By JOSH VARDAMAN
Courier staff writer
---- — MT. PLEASANT — Court resumed Tuesday at the Seth Techel murder trial after a day off for Veterans Day on Monday.
Doug Techel, father of the defendant, and Lorraine Uehling-Techel, Seth Techel’s mother, each took the stand as one of the defense witnesses. Their testimonies were after the lunch break, and it was obvious that both were emotional as they recounted the events of May 26 and 27, 2012.
Defense attorney Steve Gardner began by asking questions related to what Doug and Lorraine did after receiving phone calls from Sheriff’s Deputy Marty Wunderlin a little before 6 a.m. on May 26.
Doug Techel said he arrived at the Seth and Lisa Techel home at about 20 minutes after 6 a.m., and was there, for the most part, until he, Seth and Lorraine went to the Ottumwa Law Enforcement Center.
It was at the Law Enforcement Center when Doug Techel asked his son whether or not they needed to seek help from a lawyer.
“I asked [Seth] if we should get a lawyer,” Techel said. “He said no. He said he had nothing to hide.”
Two days after Lisa Techel’s death, on May 28, 2012, Lorraine Uehling-Techel went to Seth and Lisa’s home. There she took pictures of the home and property and made notice that several things had been searched through by DCI and law enforcement officials.
The defense counsel started the day Tuesday by calling John C. Cayton from the Access Forensics Laboratory in Cameron, Mo., to the stand. Cayton is an expert on forensics with decades of experience examining crime scenes and items of evidence, including firearms. He reviewed evidence from the crime scene, and, according to him, received two CDs with various reports and photographs from the scene, Lisa Techel’s autopsy and the murder weapon.
Gardner questioned Cayton about the murder weapon and had him describe the shotgun to the jury. Gardner then moved on to gunshot residue testing, which was not performed on Techel or Brian Tate, Techel’s neighbor who the defense thinks is a better suspect in the case.
When asked what his opinion was on if gunshot residue tests should be performed on Techel, Cayton replied, “I believe it should have been done.”
The cross examination from prosecutor Andy Prosser focused around whether or not the evidence Cayton analyzed could have determined where Techel was at the time of his wife’s death. Cayton replied with a simple “No.”
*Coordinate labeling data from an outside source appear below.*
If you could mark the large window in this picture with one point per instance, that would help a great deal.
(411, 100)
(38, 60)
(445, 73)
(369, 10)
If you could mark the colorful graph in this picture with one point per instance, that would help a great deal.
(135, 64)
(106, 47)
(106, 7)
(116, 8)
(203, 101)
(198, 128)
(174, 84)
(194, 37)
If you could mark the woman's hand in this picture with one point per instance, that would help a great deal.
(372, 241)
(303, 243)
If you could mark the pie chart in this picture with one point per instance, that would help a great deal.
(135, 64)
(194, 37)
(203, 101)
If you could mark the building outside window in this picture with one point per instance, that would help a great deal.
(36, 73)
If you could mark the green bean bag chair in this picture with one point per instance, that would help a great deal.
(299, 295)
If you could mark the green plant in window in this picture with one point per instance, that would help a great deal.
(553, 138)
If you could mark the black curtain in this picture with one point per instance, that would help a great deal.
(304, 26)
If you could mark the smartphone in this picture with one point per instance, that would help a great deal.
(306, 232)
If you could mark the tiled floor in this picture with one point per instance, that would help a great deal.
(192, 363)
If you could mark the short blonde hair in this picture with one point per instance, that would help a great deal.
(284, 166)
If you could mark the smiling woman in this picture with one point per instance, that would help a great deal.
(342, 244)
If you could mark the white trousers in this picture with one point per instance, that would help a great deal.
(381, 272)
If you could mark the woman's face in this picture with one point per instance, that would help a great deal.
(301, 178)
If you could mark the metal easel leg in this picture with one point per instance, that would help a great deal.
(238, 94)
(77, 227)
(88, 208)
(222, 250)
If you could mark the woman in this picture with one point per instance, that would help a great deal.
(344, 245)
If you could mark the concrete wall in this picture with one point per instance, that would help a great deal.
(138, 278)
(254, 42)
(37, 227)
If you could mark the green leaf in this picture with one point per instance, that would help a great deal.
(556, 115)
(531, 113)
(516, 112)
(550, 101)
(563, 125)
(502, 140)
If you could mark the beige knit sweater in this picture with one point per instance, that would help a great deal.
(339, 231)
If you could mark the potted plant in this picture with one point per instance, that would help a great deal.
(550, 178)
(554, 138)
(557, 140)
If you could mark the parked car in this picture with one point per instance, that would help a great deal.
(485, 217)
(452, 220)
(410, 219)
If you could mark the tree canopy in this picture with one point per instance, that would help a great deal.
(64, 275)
Prosser also made mention to the fact that examiners who collect gunshot residue tests routinely include in their reports that the tests do not conclude whether the subject is or is not the killer. Cayton agreed that the tests cannot prove a person was the one doing the killing only based on having gunshot residue on their hands or clothes.
After Cayton’s testimony, Prosser and Gardner held a brief meeting at the judge’s bench. Judge Daniel Wilson then sent the jury on recess because the prosecution had problems with the next witness.
Prosser urged that the testimony by the next witness be held in private, with just the councils and Wilson present, due to the fact that medical records of the deceased Brian Tate were going to be used by the defense.
Tate passed away at his home on Sept. 30, 2012. His medical records, according to Prosser, have not been released by his estate, so they are still confidential and should not be allowed to be made public. However, continuing in private would violate Techel’s right to a public trial, Gardner said.
Both counsels and Wilson entered the judge’s chambers for more than an hour to discuss Tate’s medical records. After their meeting, the judge brought out the jury, and the defense called their next witness, Dr. James Trahan of the Mary Greeley Medical Center in Ames.
Trahan is a psychiatrist, and he conducted an assessment on Tate when he was admitted to the medical center on Sept. 13 until Sept. 21. Trahan observed at that time that Tate was “a rather disheveled man,” and he would pace back-and-forth and barely talk when he first arrived.
Tate had been admitted to hospitals many times throughout his life, according to Trahan, and had many symptoms of being bipolar and schizophrenic. He was on an anti-depressant medication, which could have affected his manic state because anti-depressants can lead to an activation of mania while not treating his bipolar disorder. When asked whether he found Tate to be mentally ill at the time of his stay, Trahan stated, “Yes.”
Prosser’s cross examination centered around the fact that although Tate was admitted into the medical center in September 2012, they had no inclination that his mental state was poor in May, when Lisa Techel was killed. His mental state was like a rollercoaster and could have varied day-to-day, let alone month-to-month.
When Prosser asked, based on Trahan’s observations in September, what could he say about Tate’s mental state in May, Trahan answered with, “Nothing at all.”